On Wed, Mar 27, 2019 at 3:59 AM Matias Vara <[email protected]> wrote:

> Hello Waldek,
>
> The experiments are very interesting. I showed something similar at
> OSSumit'18 (see
> https://github.com/torokernel/papers/blob/master/OSSummit18.pdf). What I
> do not understand from your conclusions is why do you expect that OSv
> scales with the number of cores? Maybe I did not understand something.
>

Because it's designed to scale and scale most of the time with a proper
good setup.
There are some times issues related to scheduling with spin locks that
effect scaling a lot but OSv
should handle them well, in the past we've done good amount of tests and
shared results.


>
> Matias
>
> El mar., 26 mar. 2019 a las 23:29, Waldek Kozaczuk (<[email protected]>)
> escribió:
>
>> Last week I spent some time investigating OSv performance and comparing
>> it to Docker and Linux guests. To that end I adopted
>> "unikernels-v-containers"' repo by Tom Goethals and extended it with 2 new
>> apps (Rust and Node.js) and new scripts to build and deploy OSv apps on
>> QEMU/KVM - https://github.com/wkozaczuk/unikernels-v-containers. So as
>> you can see my focus was on OSv on QEMU/KVM and firecracker vs Linux on
>> firecracker vs Docker whereas Tom's paper was comparing OSv on Xen vs
>> Docker (details of discussion around it and the link to the paper you can
>> find here - https://groups.google.com/forum/#!topic/osv-dev/lhkqFfzbHwk).
>>
>> Specifically I wanted to compare networking performance in terms of
>> number of REST API requests per second processed by a typical microservice
>> app implemented in Rust (built using hyper), Golang and Java (built using
>> vertx.io) and running on following:
>>
>>    - OSv on QEMU/KVM
>>    - OSv on firecracker
>>    - Docker container
>>    - Linux on firecracker
>>
>> Each app in essence implements simple todo REST api returning a json
>> payload 100-200 characters long (for example see here Java one -
>> https://github.com/wkozaczuk/unikernels-v-containers/blob/master/restapi/java-osv/src/main/java/rest/SimpleREST.java).

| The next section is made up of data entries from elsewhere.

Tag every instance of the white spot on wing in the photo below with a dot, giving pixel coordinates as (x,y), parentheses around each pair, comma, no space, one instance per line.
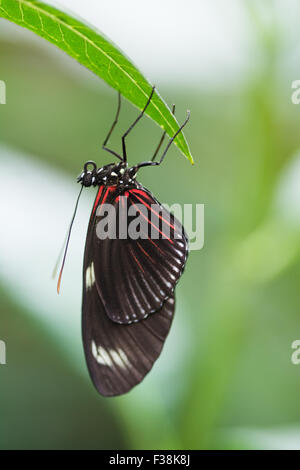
(110,357)
(90,276)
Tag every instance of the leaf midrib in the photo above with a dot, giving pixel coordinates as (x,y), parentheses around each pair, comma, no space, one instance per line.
(46,13)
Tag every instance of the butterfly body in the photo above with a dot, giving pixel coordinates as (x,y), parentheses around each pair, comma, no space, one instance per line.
(129,271)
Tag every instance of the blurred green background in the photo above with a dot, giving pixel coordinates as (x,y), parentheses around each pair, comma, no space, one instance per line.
(225,377)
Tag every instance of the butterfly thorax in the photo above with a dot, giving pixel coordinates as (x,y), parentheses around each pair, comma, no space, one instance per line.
(113,174)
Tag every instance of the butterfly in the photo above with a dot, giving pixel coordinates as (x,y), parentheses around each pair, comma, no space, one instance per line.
(128,281)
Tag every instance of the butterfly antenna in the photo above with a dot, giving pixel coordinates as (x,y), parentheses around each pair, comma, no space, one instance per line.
(66,245)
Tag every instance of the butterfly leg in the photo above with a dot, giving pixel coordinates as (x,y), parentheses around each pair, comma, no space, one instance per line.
(152,163)
(134,123)
(162,139)
(111,130)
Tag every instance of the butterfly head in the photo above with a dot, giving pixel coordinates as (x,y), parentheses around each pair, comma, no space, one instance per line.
(112,174)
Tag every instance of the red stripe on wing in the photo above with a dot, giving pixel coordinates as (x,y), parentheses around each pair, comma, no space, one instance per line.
(151,223)
(152,210)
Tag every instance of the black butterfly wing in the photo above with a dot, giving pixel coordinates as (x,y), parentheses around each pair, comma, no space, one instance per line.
(118,356)
(134,278)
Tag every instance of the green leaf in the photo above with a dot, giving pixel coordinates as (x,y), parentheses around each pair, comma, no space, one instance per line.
(96,53)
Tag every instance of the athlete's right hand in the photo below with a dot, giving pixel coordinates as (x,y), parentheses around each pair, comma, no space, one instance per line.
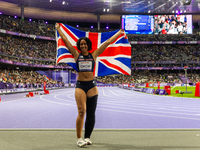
(57,26)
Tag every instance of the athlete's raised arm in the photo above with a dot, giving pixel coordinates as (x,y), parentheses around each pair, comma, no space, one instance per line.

>> The source code of all apps is under this subtree -
>> https://github.com/wkozaczuk/unikernels-v-containers/blob/master/restapi.

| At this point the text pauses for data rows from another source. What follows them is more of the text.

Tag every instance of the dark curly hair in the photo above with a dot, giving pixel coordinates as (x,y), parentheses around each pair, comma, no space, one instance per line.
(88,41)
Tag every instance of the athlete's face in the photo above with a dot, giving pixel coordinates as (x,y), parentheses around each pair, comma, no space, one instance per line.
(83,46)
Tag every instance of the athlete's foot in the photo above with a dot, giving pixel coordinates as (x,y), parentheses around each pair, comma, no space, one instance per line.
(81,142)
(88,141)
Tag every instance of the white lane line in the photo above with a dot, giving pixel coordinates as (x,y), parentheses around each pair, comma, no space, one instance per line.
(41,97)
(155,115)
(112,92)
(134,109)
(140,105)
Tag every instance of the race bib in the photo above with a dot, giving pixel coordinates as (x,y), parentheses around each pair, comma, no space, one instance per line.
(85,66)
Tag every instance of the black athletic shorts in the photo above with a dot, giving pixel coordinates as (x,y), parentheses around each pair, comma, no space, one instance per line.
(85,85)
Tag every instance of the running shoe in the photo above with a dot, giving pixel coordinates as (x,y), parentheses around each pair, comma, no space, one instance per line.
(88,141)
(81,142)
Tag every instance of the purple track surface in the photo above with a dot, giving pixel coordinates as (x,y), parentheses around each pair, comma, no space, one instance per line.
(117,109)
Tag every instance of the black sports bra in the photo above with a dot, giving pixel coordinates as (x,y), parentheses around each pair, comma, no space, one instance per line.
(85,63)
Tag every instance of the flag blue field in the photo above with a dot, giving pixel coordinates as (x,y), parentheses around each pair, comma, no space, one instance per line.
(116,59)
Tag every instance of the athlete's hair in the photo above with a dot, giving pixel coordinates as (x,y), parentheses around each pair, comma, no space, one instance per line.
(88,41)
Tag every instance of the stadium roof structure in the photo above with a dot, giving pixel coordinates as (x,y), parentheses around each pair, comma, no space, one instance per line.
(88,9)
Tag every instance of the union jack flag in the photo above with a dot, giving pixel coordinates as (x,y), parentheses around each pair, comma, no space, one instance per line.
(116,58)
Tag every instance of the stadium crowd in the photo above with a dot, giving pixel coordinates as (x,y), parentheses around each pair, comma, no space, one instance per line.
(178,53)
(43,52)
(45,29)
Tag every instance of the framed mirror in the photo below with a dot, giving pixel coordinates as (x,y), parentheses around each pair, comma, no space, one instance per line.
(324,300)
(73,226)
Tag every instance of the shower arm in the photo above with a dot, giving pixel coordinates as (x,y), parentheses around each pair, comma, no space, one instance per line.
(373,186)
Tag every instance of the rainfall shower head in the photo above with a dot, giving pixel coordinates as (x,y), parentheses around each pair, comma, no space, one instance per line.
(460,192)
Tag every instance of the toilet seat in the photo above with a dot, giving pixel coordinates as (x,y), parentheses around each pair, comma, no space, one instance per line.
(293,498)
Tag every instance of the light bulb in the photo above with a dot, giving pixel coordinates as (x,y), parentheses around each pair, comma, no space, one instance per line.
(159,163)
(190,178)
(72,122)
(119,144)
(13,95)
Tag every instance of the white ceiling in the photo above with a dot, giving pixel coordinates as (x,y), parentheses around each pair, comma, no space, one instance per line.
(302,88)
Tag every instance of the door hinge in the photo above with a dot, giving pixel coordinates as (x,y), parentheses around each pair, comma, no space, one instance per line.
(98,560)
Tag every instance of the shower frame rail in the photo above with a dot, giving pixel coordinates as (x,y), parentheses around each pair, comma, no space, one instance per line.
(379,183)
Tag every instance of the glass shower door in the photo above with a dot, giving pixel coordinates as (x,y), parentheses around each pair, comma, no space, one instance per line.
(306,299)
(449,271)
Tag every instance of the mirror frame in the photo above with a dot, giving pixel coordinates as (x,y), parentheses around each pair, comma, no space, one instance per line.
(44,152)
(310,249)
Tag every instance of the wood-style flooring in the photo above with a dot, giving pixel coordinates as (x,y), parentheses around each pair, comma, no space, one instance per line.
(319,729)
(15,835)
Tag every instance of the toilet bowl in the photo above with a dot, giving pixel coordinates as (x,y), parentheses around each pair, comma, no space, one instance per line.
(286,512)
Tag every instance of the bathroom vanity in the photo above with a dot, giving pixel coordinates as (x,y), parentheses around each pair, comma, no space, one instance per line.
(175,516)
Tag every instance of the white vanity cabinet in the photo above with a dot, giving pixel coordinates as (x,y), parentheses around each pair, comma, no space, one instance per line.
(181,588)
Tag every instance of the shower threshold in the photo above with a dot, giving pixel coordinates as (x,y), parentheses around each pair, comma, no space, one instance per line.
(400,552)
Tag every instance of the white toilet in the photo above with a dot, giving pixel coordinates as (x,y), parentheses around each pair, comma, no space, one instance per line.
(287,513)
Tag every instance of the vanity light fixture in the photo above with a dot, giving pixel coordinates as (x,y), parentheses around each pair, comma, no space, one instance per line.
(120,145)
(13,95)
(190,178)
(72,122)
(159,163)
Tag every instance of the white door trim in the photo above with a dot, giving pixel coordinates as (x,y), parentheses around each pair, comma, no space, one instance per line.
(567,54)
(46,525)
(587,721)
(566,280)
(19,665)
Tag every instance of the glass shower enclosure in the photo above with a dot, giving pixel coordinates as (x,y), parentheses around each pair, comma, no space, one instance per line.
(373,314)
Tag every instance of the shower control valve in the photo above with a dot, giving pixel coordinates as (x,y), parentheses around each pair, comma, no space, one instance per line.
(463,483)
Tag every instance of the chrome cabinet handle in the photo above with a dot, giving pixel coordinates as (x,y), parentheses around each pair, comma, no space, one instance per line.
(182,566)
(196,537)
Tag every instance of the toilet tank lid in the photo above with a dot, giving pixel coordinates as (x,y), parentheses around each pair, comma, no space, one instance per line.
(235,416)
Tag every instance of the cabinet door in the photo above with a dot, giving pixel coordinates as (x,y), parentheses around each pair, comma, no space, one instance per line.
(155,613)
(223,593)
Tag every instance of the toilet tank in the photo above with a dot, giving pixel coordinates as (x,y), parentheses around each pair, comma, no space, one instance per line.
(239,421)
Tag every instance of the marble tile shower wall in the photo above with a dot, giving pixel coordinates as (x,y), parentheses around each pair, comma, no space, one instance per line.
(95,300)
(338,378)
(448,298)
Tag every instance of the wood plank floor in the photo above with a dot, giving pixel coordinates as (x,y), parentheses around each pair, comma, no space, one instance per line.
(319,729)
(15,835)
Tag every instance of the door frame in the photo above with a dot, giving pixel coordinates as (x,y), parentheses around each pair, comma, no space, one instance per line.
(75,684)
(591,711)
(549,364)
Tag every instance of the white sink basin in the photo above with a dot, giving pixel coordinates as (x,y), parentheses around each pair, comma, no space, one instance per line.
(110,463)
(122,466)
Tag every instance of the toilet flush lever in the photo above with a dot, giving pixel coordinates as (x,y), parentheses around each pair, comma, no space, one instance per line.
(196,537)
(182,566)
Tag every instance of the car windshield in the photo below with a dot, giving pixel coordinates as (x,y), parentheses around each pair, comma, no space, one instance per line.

>> One thing to not was that each request would return always the same payload
>> (I wonder if that may cause the response gets cached and affects results).
>>
>> The test setup looked like this:
>>
>> *Host:*
>>
>>    - MacBook Pro with Intel i7 4 cores CPU with hyperthreading (8 cpus
>>    reported by lscpu) with 16GB of RAM with Ubuntu 18.10 on it
>>    - firecracker 0.15.0
>>    - QEMU 2.12.0
>>
>>
>> *Client machine:*
>>
>>    - similar to the one above with wrk as a test client firing requests
>>    using 10 threads and 100 open connections for 30 seconds in 3 series one 
>> by
>>    one (please see this test script -
>>    
>> https://github.com/wkozaczuk/unikernels-v-containers/blob/master/test-restapi-with-wrk.sh
>>    ).
>>    - wrk by default uses Keep-Alive for http connections so TCP
>>    handshake is minimal
>>
>> The host and client machine were connected directly to 1 GBit ethernet
>> switch and host exposed guest IP using a bridged TAP nic (please see the
>> script used -
>> https://raw.githubusercontent.com/cloudius-systems/osv/master/scripts/setup-external-bridge.sh
>> ).
>>
>> You can find scripts to start applications on OSv and docker here -
>> https://github.com/wkozaczuk/unikernels-v-containers (run* scripts).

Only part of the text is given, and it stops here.